You can find below our recently accepted work in IEEE Transactions on Network and Service Management, entitled “StatAvg: Mitigating Data Heterogeneity in Federated Learning for Intrusion Detection Systems” and authored by P. S. Bouzinis, P. Radoglou-Grammatikis, I. Makris, T. Lagkas, V. Argyriou, G. Th. Papadopoulos, P. Sarigiannidis, and G. K. Karagiannidis.
Link: https://ieeexplore.ieee.org/document/10977044
Federated learning (FL) enables devices to collaboratively build a shared machine learning (ML) or deep learning (DL) model without exposing raw data. Its privacy-preserving nature has made it popular for intrusion detection systems (IDS) in the field of cybersecurity. However, data heterogeneity across participants poses challenges for FL-based IDS.

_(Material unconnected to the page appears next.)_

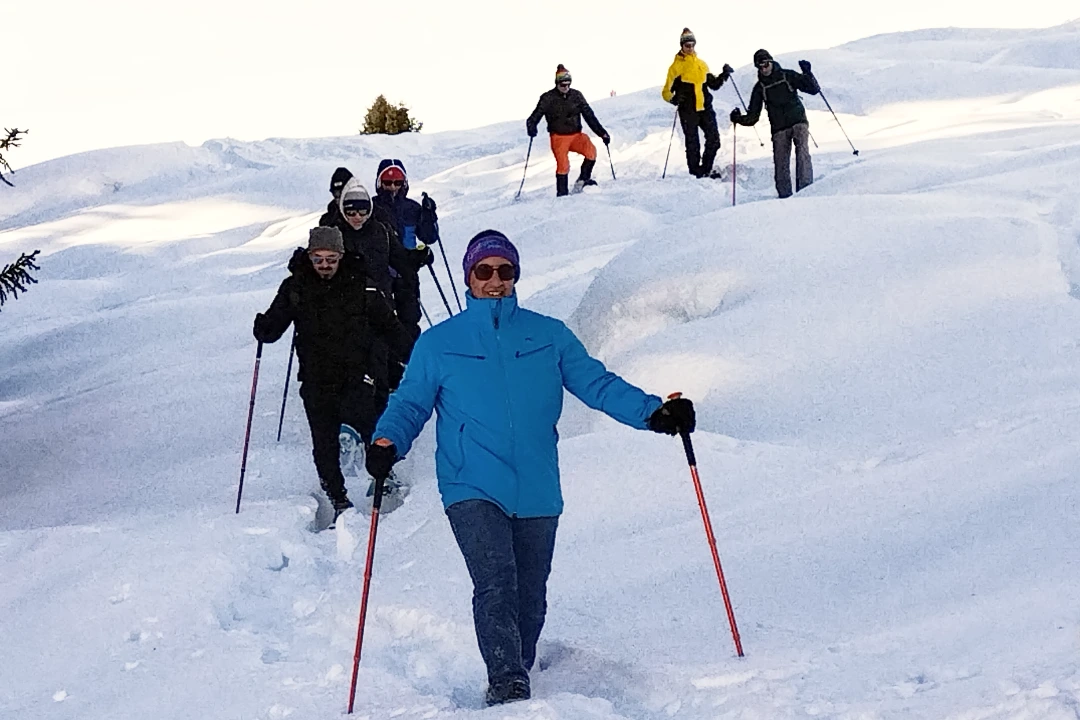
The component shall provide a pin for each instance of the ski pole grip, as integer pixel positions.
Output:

This study proposes a statistical averaging (StatAvg) method to alleviate non-independently and identically (non-iid) distributed features across local clients’ data in FL. In particular, StatAvg allows the FL clients to share their individual local data statistics with the server. These statistics include the mean and variance of each client’s feature vector. The server then aggregates this information to produce global statistics, which are shared with the clients and used for universal data normalization, i.e., common scaling of the input features by all clients. It is worth mentioning that StatAvg can seamlessly integrate with any FL aggregation strategy, as it occurs before the actual FL training process.